There seems to be some confusion in these answers that must be clarified. Cartesian GP is different from classic GP (aka tree-based GP), and GEP. Even though they share many concepts and take inspiration from the same biological mechanisms, the representation of the individuals (the solutions) varies.
In CGPthe representation (mapping between genotype and phenotype) is indirect, in other words, not all of the genes in a CGP genome will be expressed in the phenome (a concept also found in GEP and many others). The genotypes can be coded in a grid or array of nodes, and the resulting program graph is the expression of active nodes only.
In GEP the representation is also indirect, and similarly not all genes will be expressed in the phenotype. The representation in this case is much different from treeGP or CGP, but the genotypes are also expressed into a program tree. In my opinion GEP is a more elegant representation, easier to implement, but also suffers from some defects like: you have to find the appropriate tail and head size which is problem specific, the mnltigenic version is a bit of a forced glue between expression trees, and finally it has too much bloat.

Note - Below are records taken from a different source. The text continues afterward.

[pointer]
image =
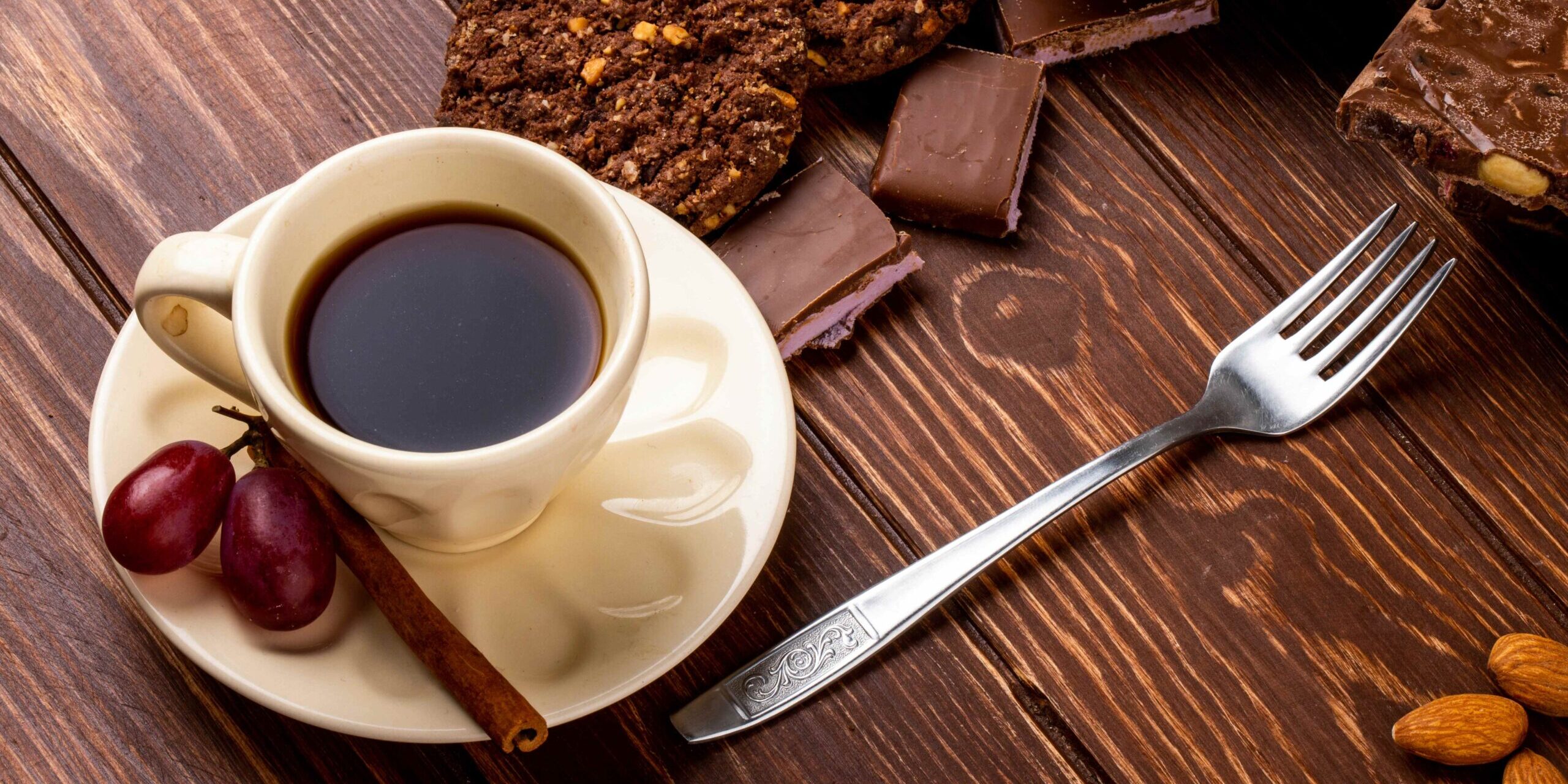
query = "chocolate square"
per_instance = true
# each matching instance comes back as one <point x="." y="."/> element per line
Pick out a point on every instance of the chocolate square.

Independently of which representation may be better than the other in some specific problem domain, they are general purpose, can be applied to any domain as long as you can encode it.
In general, GEP is simpler from GP. Let's say you allow the following nodes in your program: constants, variables, +, -, *, /, if, ...
For each of such nodes with GP you must create the following operations:
- randomize
- mutate
- crossover
- and probably other genetic operators as well
In GEP for each of such nodes only one operation is needed to be implemented: deserialize, which takes array of numbers (like double in C or Java), and returns the node. It resembles object deserialization in languages like Java or Python (the difference is that deserialization in programming languages uses byte arrays, where here we have arrays of numbers). Even this 'deserialize' operation doesn't have to be implemented by the programmer: it can be implemented by a generic algorithm, just like it's done in Java or Python deserialization.
This simplicity from one point of view may make searching of best solution less successful, but from other side: requires less work from programmer and simpler algorithms may execute faster (easier to optimize, more code and data fits in CPU cache, and so on). So I would say that GEP is slightly better, but of course the definite answer depends on problem, and for many problems the opposite may be true.